On that Airplane reference

According to IMDb, David Letterman screen-tested for the role of Ted Striker, which of course went to Robert Hays.

And from The Venetian …

I understand that Venetian/Palazzo President Rob Goldstein was at work today. That qualifies as some sort of sign of stability, given the seismic shift in the hierarchy at Las Vegas Sands – top executives Brad Stone and William Weidner have resigned over the past week – but I am hearing there is another announcement, a biggie, coming soon from the company.

Signs of a recession

Barber and Las Vegas Mayor Pro-Tem Gary Reese, who has had the same chair at Gary and Derrill’s Plaza Barber Shop for 35 years, says his business is down 30 to 40 percent from a year ago. I know this because I visited the shop at Bonanza and Eastern last week for a shave and a haircut, which will be part of a multimedia installment of The Kats Report that will shake the world of Web journalism to its very core! Core, I tell you!
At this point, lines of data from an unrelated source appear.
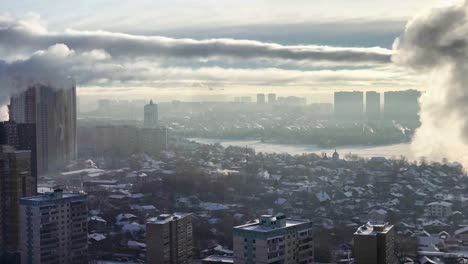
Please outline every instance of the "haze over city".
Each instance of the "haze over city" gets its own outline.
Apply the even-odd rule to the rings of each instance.
[[[0,263],[468,263],[468,0],[0,2]]]

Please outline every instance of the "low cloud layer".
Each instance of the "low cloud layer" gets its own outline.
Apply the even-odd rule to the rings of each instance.
[[[235,39],[174,39],[106,31],[49,32],[37,16],[0,18],[0,50],[10,54],[32,52],[62,43],[78,52],[105,50],[113,58],[270,59],[335,63],[389,63],[390,50],[329,46],[284,46]]]
[[[395,63],[429,76],[414,150],[468,163],[468,1],[419,14],[394,50]]]

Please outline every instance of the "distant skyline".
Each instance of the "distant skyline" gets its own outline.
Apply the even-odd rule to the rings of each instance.
[[[385,60],[413,14],[452,2],[5,1],[0,59],[22,60],[7,72],[52,61],[31,76],[73,76],[83,104],[171,93],[226,98],[281,89],[293,95],[423,89],[416,75]],[[113,45],[115,38],[122,43]]]

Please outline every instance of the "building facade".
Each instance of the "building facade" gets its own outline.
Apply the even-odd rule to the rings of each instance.
[[[21,263],[88,263],[86,195],[56,190],[20,204]]]
[[[234,228],[234,263],[312,263],[312,222],[284,215],[261,216]]]
[[[145,128],[156,128],[158,127],[158,105],[153,103],[153,100],[150,101],[149,104],[145,105],[144,109],[144,124]]]
[[[368,119],[380,119],[380,93],[366,92],[366,116]]]
[[[364,93],[335,92],[334,107],[337,118],[360,119],[364,114]]]
[[[36,193],[31,152],[0,146],[0,249],[6,263],[16,263],[20,250],[20,198]],[[0,261],[1,262],[1,261]]]
[[[193,259],[192,216],[165,214],[146,222],[148,264],[190,264]]]
[[[397,264],[395,231],[389,224],[365,224],[354,233],[355,264]]]
[[[34,86],[14,96],[10,120],[36,125],[38,174],[46,174],[76,158],[76,88]]]
[[[427,205],[427,209],[435,218],[447,218],[452,215],[452,204],[449,202],[432,202]]]
[[[384,118],[397,121],[419,120],[419,98],[416,90],[390,91],[384,93]]]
So, fewer people (in this case, fewer males) are visiting the groomer. Also, in a totally unrelated development and without warning, Las Vegas Athletic Clubs have doubled the cost of renting a towel, from $2 to $4. Also-also, in yet another unrelated development, Chocolate Swan - the haven of sweets at Mandalay Place – has closed.

And yet …

Saturday I took Bonnie in for a good grooming. Bonnie’s my cat, incidentally. I took her to Dog’s Best Friend up on West Charleston, behind Flex and next to some occult-themed knickknack shop. As it happened, it had been exactly one year to the day that Bonnie had been most recently shaved down. I asked how business is going, and it’s going wonderfully at the place where you have your animals clipped for $50, but not so well where you can get a haircut for $12. I don’t know what that says about our culture, but my haircut is a lot more stylish than Bonnie’s.